My philosophy has always been that brands win when they put the customer at the center, and this program is built around the customer. By keeping the entire shopping journey within Sephora’s ecosystem, it removes friction at a time when attention is the new currency. Customers can browse across brands and categories without ever leaving Sephora, which naturally drives higher conversion and deeper loyalty.

It also elevates creators, enabling them to deliver a seamless shopping experience backed by Sephora’s authority, reinforcing their credibility with their audiences. This isn’t just an extension of the Sephora Squad, it’s the next evolution. By creating a fully integrated way for brands, creators and customers to interact, Sephora has built one seamless experience and that’s a powerful competitive advantage for a retailer.

Aaron Hefter Founder and CEO, Imaraïs Beauty

Sephora’s affiliate platform has a real advantage when it comes to beauty-focused creators since it consolidates trusted brands, exclusives and product launches in one place. That said, its biggest limitation compared to LTK and ShopMy is scope. Creators who share home, fashion or lifestyle products won’t be able to fully monetize through Sephora alone. 

Because of that, I don’t see it replacing platforms like LTK, which offer broader coverage, but I do see it becoming a strong standalone channel similar to Amazon storefronts. For creators in the beauty niche, it could quickly become the go-to and surpass other affiliate platforms for Sephora products specifically.

For brands, Sephora can leverage exclusivity by offering higher commission rates, first access to launches or bonus incentives for creators who generate strong sales. If Sephora also layers in content amplification like spotlighting top creators on Sephora’s own channels, it strengthens the incentive to participate. 

The platform will thrive if it positions itself not as a competitor to LTK, but as a complementary beauty-first channel that drives higher conversion and more credibility within the beauty vertical.

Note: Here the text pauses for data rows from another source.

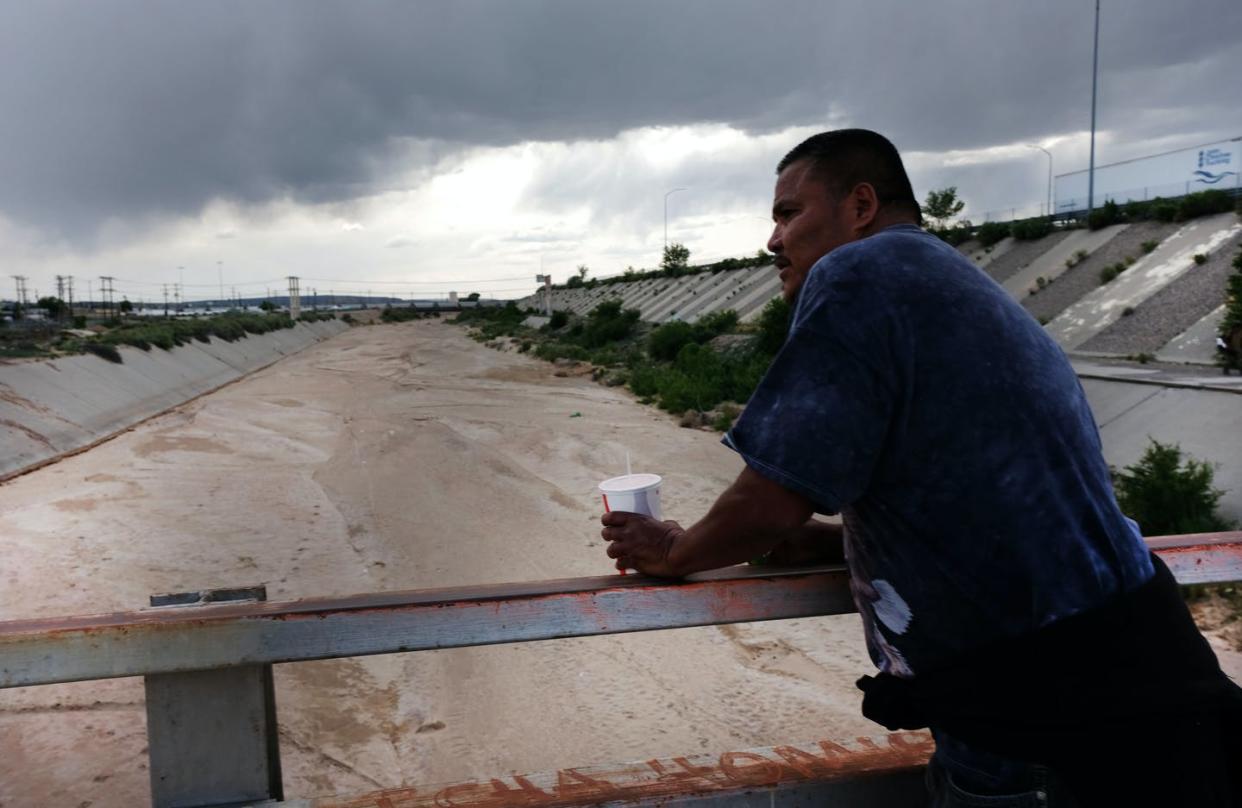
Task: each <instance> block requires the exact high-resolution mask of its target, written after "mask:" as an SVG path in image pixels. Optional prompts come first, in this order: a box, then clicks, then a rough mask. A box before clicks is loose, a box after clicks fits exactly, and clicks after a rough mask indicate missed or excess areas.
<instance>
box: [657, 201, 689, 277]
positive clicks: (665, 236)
mask: <svg viewBox="0 0 1242 808" xmlns="http://www.w3.org/2000/svg"><path fill="white" fill-rule="evenodd" d="M684 190H686V189H683V187H674V189H673V190H671V191H667V192H666V194H664V252H666V253H667V252H668V197H669V196H672V195H673V194H676V192H677V191H684ZM661 261H663V256H661Z"/></svg>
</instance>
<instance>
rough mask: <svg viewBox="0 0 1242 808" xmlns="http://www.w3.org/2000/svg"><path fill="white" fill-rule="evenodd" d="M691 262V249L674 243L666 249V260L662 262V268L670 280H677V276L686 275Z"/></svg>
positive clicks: (676, 243) (664, 255)
mask: <svg viewBox="0 0 1242 808" xmlns="http://www.w3.org/2000/svg"><path fill="white" fill-rule="evenodd" d="M689 262H691V251H689V247H687V246H686V245H681V243H678V242H676V241H674V242H673V243H671V245H668V246H667V247H664V259H663V261H661V262H660V268H661V269H663V271H664V274H666V276H668V277H669V278H676V277H677V276H681V274H686V269H687V267H689Z"/></svg>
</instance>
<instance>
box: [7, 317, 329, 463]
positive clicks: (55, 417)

Ann Krisha Buenaobra Beauty Content Strategy Consultant and Former Beauty and Lifestyle Partnerships Manager, TikTok Shop

They would need to integrate into the social experience as easily as ShopMy or LTK have with a more seamless shopping experience to receive consumer favor. They'd need to also offer higher commissions than other platforms in creators' favor to make up for the lack of range the platform will have in comparison to ShopMy or LTK, both which cover fashion, home and much more than beauty.

At the moment, the only way I could see this new affiliate platform surpassing others is if they create an even easier, seamless shopping experience that meets the consumer where they already are like TikTok Shop. For brands, I think Sephora will need to subsidize some of their profit to get them to use and get used to the platform. Platform exclusive products would also be smart.

For creators, higher commission and a generous gifting program would be attractive and maybe a bigger online program to foster their participation, something less exclusive than Sephora Squad.